Reputation: 2619
imagine you have 2 texfiles (let's say 500kB - 3 MB large): the first is original, the second is the update of this original. How can I find out, what was changed (inserted, deleted) and where the changes took place (in the update file in comparison to original)?
Thanx for your ideas...
Upvotes: 5
Views: 574
Reputation: 455302
Is there any tool or library somewhere?
There are many. Try using diff
, it's a command line based file comparison utility that works fine for small diffs. But if the two file differs a lot, it'll be hard to understand the output of diff. In that case you can use visual file diff tools like diffmerge, Kompare or vimdiff.
Resides this function in any well known text editors?
Many modern editors like vim, Eclipse have this visual diffing feature..
Does anybody know an algorithm? Or what are the common methods to solve it on the large scale?
It is based on the Longest common subsequence algorithm
, popularly known as LCS.
LCS of old text and new text gives the part that has remain unchanged. So the parts of old text that is not part of LCS is the one that got changed.
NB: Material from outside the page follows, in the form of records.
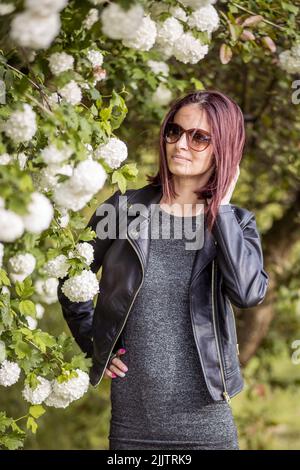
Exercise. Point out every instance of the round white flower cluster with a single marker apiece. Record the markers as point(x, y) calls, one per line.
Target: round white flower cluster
point(197, 3)
point(95, 58)
point(20, 266)
point(11, 226)
point(5, 159)
point(31, 322)
point(6, 8)
point(159, 67)
point(57, 267)
point(204, 19)
point(9, 373)
point(38, 25)
point(51, 154)
point(64, 393)
point(189, 49)
point(86, 180)
point(168, 36)
point(120, 24)
point(290, 60)
point(71, 92)
point(47, 179)
point(47, 290)
point(145, 35)
point(21, 125)
point(114, 152)
point(82, 287)
point(39, 394)
point(91, 18)
point(60, 62)
point(39, 213)
point(162, 95)
point(85, 250)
What would you do if you face this kind of problem?
I'd use one of the visual diff tools mentioned to see what and where the changes were made.
Upvotes: 0
Reputation: 47038
The unix diff tool does line-by-line differences; there is a GNU tool called wdiff which will do word-by-word differences, and should be available as a package for most Linux distributions or Cygwin.
Classic papers on the algorithm are:
Upvotes: 0
Reputation: 55009
What you're describing sounds exactly like a diff-style tool. This sort of functionality is available in many of the more advanced text editors.
Upvotes: 2
Reputation: 9061
There is an extensive list of file comparison tools on wikipedia.
If you want to do it programatically I've used SED and AWK on Unix systems before now - and there are windows versions. Basically these types of file processing languages allow you to read and compare text files on a line-by-line basis and then allow you to do something with the differences (for example save them to a third file).
Upvotes: 1